If you inherited a beautiful sounding set of reverse
> clarinets: Bb, A, Eb, and Bass, would you learn how to play
> them?
For my purposes (amateur hobbyist who plays for
> fun and doesn't make any income from playing) yes I would.
>
> If I were a pro, or played to supplemant my income in ANY way,
> I'd probably steer clear. Just in case something goes wrong
> with one of them and I have to use a standard boehm clarinet
> for a concert/gig, I'd be concerned with fumbling
> fingerings.
Quote:

>


Seems like the same issue as getting a well-established player who has over-learned one system to play an alternate one (like a Mazzeo clarinet or, even more extremely, a McIntyre clarinet).

*****

As a lefty in a righty world which I have overlearned in the fifty years since my childhood, I cannot even imagine why a lefty would want to use a reverse clarinet. After all, it is obvious to me that one's dominant hand should be on the top of the clarinet, not the bottom (I have always played a clarinet, saxophone, bassoon, and flute that way).
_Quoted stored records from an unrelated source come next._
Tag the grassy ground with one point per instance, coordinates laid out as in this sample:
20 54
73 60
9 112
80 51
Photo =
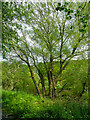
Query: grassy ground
22 105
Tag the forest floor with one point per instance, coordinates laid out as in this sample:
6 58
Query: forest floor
20 105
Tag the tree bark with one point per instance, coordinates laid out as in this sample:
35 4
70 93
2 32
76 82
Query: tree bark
32 75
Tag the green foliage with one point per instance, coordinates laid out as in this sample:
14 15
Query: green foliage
22 105
16 76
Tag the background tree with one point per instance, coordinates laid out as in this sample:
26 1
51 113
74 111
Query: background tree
55 33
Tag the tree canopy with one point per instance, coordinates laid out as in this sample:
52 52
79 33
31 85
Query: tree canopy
45 33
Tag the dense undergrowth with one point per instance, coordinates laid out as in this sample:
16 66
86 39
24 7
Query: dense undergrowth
23 105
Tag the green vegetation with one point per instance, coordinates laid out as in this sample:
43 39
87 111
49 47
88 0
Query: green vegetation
45 74
69 104
22 105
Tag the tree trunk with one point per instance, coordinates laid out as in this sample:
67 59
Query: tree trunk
50 84
32 75
43 85
52 78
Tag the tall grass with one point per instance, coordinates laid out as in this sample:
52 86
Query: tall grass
22 105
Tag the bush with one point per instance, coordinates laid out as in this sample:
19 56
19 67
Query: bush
23 105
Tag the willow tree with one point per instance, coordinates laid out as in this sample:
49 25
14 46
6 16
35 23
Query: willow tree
52 32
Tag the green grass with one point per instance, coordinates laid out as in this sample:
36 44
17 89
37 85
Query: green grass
23 105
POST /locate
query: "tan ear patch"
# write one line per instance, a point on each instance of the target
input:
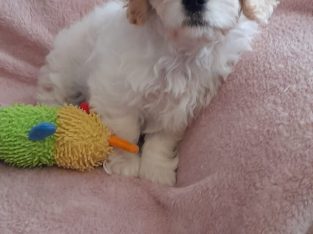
(138, 11)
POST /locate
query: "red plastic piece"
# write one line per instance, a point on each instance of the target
(85, 107)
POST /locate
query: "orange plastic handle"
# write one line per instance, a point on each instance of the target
(120, 143)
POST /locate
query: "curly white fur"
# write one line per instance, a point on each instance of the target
(148, 80)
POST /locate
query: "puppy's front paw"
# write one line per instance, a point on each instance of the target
(138, 11)
(162, 173)
(122, 164)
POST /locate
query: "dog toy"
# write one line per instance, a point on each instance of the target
(67, 136)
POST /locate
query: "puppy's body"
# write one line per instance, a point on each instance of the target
(151, 79)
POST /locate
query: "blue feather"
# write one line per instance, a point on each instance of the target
(41, 131)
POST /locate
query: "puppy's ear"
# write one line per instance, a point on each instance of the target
(258, 10)
(138, 11)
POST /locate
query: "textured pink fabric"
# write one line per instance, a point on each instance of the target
(246, 163)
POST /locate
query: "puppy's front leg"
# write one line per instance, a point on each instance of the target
(159, 160)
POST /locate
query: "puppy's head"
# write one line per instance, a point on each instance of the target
(199, 17)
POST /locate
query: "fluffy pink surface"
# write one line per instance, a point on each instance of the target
(246, 163)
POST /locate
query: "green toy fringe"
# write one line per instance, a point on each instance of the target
(15, 147)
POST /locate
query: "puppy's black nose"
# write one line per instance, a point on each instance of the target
(194, 6)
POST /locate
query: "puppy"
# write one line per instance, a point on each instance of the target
(154, 79)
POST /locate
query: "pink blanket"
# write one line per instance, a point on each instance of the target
(246, 163)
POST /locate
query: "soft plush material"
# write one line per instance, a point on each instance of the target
(246, 163)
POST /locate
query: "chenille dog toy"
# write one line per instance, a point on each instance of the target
(67, 136)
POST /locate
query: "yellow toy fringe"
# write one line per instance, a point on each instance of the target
(81, 139)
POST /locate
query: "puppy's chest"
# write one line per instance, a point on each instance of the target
(178, 86)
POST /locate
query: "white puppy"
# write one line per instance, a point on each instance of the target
(153, 79)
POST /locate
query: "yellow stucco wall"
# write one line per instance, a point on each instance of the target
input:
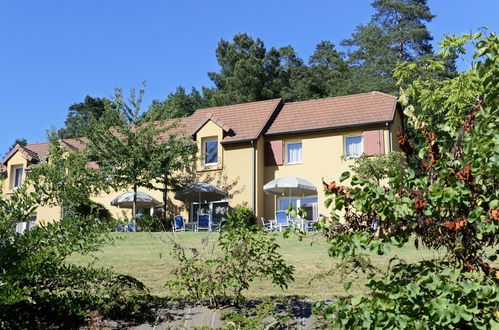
(321, 158)
(233, 172)
(44, 214)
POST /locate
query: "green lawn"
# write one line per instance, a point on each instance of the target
(146, 256)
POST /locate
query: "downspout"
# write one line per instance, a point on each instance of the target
(254, 175)
(389, 138)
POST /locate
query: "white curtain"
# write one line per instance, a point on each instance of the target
(294, 153)
(354, 146)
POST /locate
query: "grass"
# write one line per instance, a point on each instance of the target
(146, 256)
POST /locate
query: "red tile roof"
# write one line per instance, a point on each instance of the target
(334, 112)
(246, 120)
(38, 151)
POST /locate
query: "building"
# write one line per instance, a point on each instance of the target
(244, 146)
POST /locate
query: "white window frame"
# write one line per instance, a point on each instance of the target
(205, 141)
(348, 156)
(286, 152)
(14, 176)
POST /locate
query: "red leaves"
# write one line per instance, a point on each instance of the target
(404, 144)
(465, 174)
(456, 225)
(469, 266)
(468, 122)
(419, 203)
(332, 187)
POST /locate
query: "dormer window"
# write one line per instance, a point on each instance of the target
(210, 149)
(17, 179)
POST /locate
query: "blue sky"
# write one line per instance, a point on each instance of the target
(54, 53)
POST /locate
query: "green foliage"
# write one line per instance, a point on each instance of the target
(241, 216)
(37, 287)
(449, 202)
(154, 223)
(80, 117)
(176, 105)
(64, 177)
(248, 72)
(22, 142)
(327, 75)
(430, 294)
(246, 253)
(379, 167)
(136, 154)
(265, 315)
(396, 32)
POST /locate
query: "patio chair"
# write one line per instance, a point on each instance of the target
(178, 223)
(267, 225)
(282, 220)
(204, 222)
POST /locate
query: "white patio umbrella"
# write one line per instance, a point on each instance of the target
(200, 192)
(143, 200)
(290, 185)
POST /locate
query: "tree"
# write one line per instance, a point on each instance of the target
(326, 76)
(248, 72)
(64, 178)
(39, 287)
(176, 105)
(80, 117)
(137, 154)
(22, 142)
(396, 32)
(452, 204)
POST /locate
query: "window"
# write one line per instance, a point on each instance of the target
(210, 152)
(216, 210)
(17, 179)
(353, 146)
(309, 204)
(293, 153)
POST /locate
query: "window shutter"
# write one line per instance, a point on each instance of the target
(273, 153)
(374, 142)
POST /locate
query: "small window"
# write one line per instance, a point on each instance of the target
(293, 153)
(17, 180)
(211, 152)
(353, 146)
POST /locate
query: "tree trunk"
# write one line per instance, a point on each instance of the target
(134, 203)
(165, 195)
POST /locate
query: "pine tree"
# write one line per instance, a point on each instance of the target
(248, 72)
(396, 32)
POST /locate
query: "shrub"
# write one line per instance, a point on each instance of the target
(38, 288)
(154, 223)
(241, 216)
(448, 200)
(245, 254)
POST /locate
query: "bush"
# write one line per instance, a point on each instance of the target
(448, 199)
(246, 253)
(241, 216)
(38, 288)
(153, 223)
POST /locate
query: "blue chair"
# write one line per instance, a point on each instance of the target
(204, 222)
(178, 223)
(282, 220)
(267, 225)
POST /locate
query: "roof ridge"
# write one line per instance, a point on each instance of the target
(344, 97)
(238, 104)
I have no idea how the 90% of the world that is right-handed can stand to play a clarinet in which their dominant hand is on the bottom constricted by the weight of the clarinet on the thumb-rest.

Oh, I get it --- the reverse clarinets are for all of you right handed clarinetists who are handicapped by having your dominant hand on the bottom.

(But of course, I also do not understand what is so tough about using a Mazzeo clarinet, either, as it seems perfectly natural to me to switch between these and regular Boehm ones.)